LS and GL: The process showed us that with international collaboration we can start to effectively tackle the issue of access to cancer medications in lowresource settings. There remains a gap, though, in what is on the WHO EML and what is available to patients in many countries. Often the drugs are not available at all, and if available, they are often unaffordable for many patients. Defining clear priorities for ministries of health and clear guidance on essential medicines is as critical for cancer as it was for HIV and multidrug-resistant tuberculosis. But the medicines must also be affordable, so pricing and procurement efforts, such as occurred for the HIV drugs, will be necessary to make these medicines more accessible to a greater number of people in need.
AC: What issues must still be considered for optimal global cancer care?
LS and GL: The list is only the beginning. As newer, more expensive drugs, such as the monoclonal antibodies trastuzumab and rituximab, are included, we need to increase the discussion on the use of policy options to increase access to these medications in low- and middle-income countries. Some of these options, each with its upsides and problems, include universal coverage of health care services, tiered pricing and access programs, increased clinical research, use of compulsory licensing, and new innovative public-private partnerships and financing schemes. [Visit Dr. Lopes’ blog to read more about these policy issues.]
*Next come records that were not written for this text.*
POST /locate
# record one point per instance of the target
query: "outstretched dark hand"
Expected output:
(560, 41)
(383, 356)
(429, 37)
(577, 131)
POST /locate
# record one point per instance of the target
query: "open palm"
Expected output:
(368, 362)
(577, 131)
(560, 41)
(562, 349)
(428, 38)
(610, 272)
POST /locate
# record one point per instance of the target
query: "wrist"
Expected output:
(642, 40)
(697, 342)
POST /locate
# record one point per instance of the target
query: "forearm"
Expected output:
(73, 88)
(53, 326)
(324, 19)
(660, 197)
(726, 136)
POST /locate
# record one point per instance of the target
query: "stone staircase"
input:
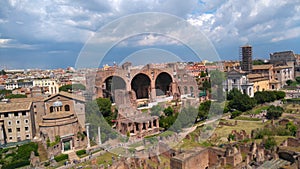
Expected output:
(73, 156)
(42, 152)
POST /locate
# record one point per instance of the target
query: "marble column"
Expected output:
(88, 134)
(99, 136)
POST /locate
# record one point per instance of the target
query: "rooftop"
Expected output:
(15, 107)
(260, 67)
(66, 94)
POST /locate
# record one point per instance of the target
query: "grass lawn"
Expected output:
(248, 126)
(257, 109)
(106, 158)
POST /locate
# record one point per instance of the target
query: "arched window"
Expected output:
(51, 109)
(67, 108)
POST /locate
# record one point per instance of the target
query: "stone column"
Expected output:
(134, 127)
(140, 127)
(152, 89)
(88, 134)
(99, 136)
(1, 134)
(147, 124)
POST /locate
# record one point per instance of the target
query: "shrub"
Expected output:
(61, 157)
(16, 164)
(80, 152)
(235, 114)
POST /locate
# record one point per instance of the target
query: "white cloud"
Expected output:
(10, 43)
(235, 22)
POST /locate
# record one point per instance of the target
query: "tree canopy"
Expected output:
(241, 102)
(96, 119)
(274, 112)
(12, 96)
(72, 87)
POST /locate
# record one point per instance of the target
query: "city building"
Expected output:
(238, 79)
(51, 86)
(17, 122)
(246, 61)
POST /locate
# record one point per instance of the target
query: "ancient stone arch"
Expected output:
(141, 85)
(162, 83)
(113, 83)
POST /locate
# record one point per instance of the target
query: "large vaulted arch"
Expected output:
(141, 85)
(162, 83)
(113, 83)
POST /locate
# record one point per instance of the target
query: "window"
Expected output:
(67, 108)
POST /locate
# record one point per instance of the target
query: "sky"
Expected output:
(54, 34)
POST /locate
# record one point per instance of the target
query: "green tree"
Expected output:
(242, 103)
(206, 85)
(217, 78)
(168, 111)
(2, 72)
(279, 95)
(289, 82)
(292, 128)
(202, 74)
(96, 119)
(72, 87)
(203, 110)
(274, 112)
(187, 116)
(235, 114)
(155, 110)
(104, 106)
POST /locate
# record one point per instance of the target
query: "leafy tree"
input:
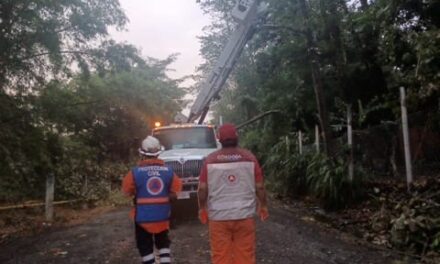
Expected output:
(41, 40)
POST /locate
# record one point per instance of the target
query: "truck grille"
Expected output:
(190, 168)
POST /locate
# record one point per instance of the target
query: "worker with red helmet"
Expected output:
(231, 191)
(152, 184)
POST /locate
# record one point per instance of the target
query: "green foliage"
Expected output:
(49, 38)
(417, 225)
(287, 170)
(329, 181)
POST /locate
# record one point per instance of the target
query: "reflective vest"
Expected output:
(231, 190)
(153, 184)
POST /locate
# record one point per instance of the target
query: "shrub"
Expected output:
(328, 180)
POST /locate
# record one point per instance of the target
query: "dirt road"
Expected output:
(288, 237)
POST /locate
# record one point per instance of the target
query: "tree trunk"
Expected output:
(317, 82)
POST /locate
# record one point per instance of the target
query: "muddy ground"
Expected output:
(289, 236)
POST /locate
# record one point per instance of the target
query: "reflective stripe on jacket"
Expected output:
(152, 193)
(231, 188)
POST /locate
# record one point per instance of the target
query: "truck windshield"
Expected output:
(186, 137)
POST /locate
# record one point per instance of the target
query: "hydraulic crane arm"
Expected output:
(245, 13)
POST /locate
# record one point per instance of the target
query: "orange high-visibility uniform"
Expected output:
(231, 174)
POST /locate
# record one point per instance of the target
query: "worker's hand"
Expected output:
(203, 216)
(263, 213)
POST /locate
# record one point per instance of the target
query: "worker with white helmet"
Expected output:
(231, 191)
(152, 184)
There remains a large mortality gap in cancer worldwide. Whereas more than 80% of patients with breast cancer in the United States are long-term survivors, in many countries most women die due to late presentation and lack of access to high-quality cancer care. A child with acute lymphoblastic leukemia has a nearly 90% chance of survival in the United States, but little chance in many countries. We must continue to work to bring the tools we have in countries like the United States to many people around the world who currently have little access to or options for effective care.